Great mystery story with a supernatural twist to it. High school girls have gone missing and their teacher is accused of their deaths... but no bodies or crime seen have been found and the teacher seems to not care about his own defense. Main character is not at all sympathetic, but story is good enough to make up for him.
I'm giving it a 2 1/2 because I finished it. Reviewers descibed this as "Brilliant", "Compelling", "Dazzling" and for me it was like looking at a Picasso and finding myself saying over and over what do they see that I don't? Is it possible that reviews for another book were posted to this one in error?

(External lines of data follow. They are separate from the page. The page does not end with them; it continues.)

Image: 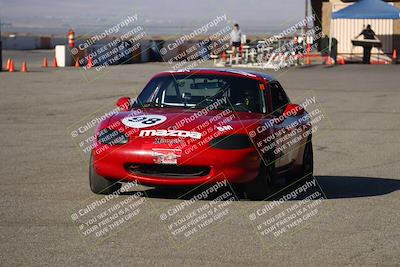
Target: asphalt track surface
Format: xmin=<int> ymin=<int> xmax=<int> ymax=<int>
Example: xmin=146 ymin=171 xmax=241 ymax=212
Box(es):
xmin=0 ymin=51 xmax=400 ymax=266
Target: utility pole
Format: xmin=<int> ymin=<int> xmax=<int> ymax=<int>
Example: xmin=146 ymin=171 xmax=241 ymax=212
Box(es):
xmin=304 ymin=0 xmax=308 ymax=35
xmin=0 ymin=18 xmax=3 ymax=71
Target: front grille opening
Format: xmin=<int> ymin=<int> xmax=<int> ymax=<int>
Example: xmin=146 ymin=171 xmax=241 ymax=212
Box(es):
xmin=127 ymin=164 xmax=210 ymax=178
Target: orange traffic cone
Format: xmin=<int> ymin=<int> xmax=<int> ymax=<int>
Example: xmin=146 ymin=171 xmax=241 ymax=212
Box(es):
xmin=21 ymin=61 xmax=28 ymax=72
xmin=42 ymin=57 xmax=48 ymax=68
xmin=6 ymin=59 xmax=11 ymax=70
xmin=8 ymin=60 xmax=15 ymax=72
xmin=86 ymin=57 xmax=93 ymax=69
xmin=51 ymin=58 xmax=58 ymax=68
xmin=222 ymin=51 xmax=226 ymax=61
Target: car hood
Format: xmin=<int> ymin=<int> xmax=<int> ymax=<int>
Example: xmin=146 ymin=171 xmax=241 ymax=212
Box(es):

The main character is repulsive and, double that, a lawyer. He is representing a client accused of murdering two girls. Neither character has a whole lot of dimension or substance. There are a number of things skating on thin ice in this novel.
I'd be glad to hear someone tell me what I'm missing in this one though.
I absolutely, positively loved this book! It was a mystery/thriller with a bit of supernatural thrown in. The character development was awesome (at least for the main character). I highly recommend it!!!
Attorney Bartholomew Crane doesn't belong in the small town of Murdoch. And the town of Murdock doesn't want him there. Even Crane's client, a teacher accursed of killing two girls, his own student, doesn't seem to care if Crane gets him off or not. But Bartholomew Crane has come to Murdock to try his first murder case-and he intends to win at all costs. That is, until the case takes an unexpected turn.
Bartholomew Christian Crane is a criminal defense attorney who wins. Thirty-three, silver-tongued, and driven by a moral code that preaches, "There are no such things as lies, only misperceptions," Barth is ripe for the first murder trial of his career. Two fourteen-year-old girls have gone missing and are presumed dead in a depressed northern Ontario town. The girls' teacher - now Barth's client - is the prime suspect. Booking himself into the seedy Empire Hotel, Barth begins work on a trial that quickly slides into a nightmarish tableau of psychological terror, where the distinction between dream and reality is as fine as the lines of coke he relies on for inspiration. He feels an uneasy connection to the victims, who presumably lie in the bottom of the lake just outside town . . . the same lake that is believed to be haunted.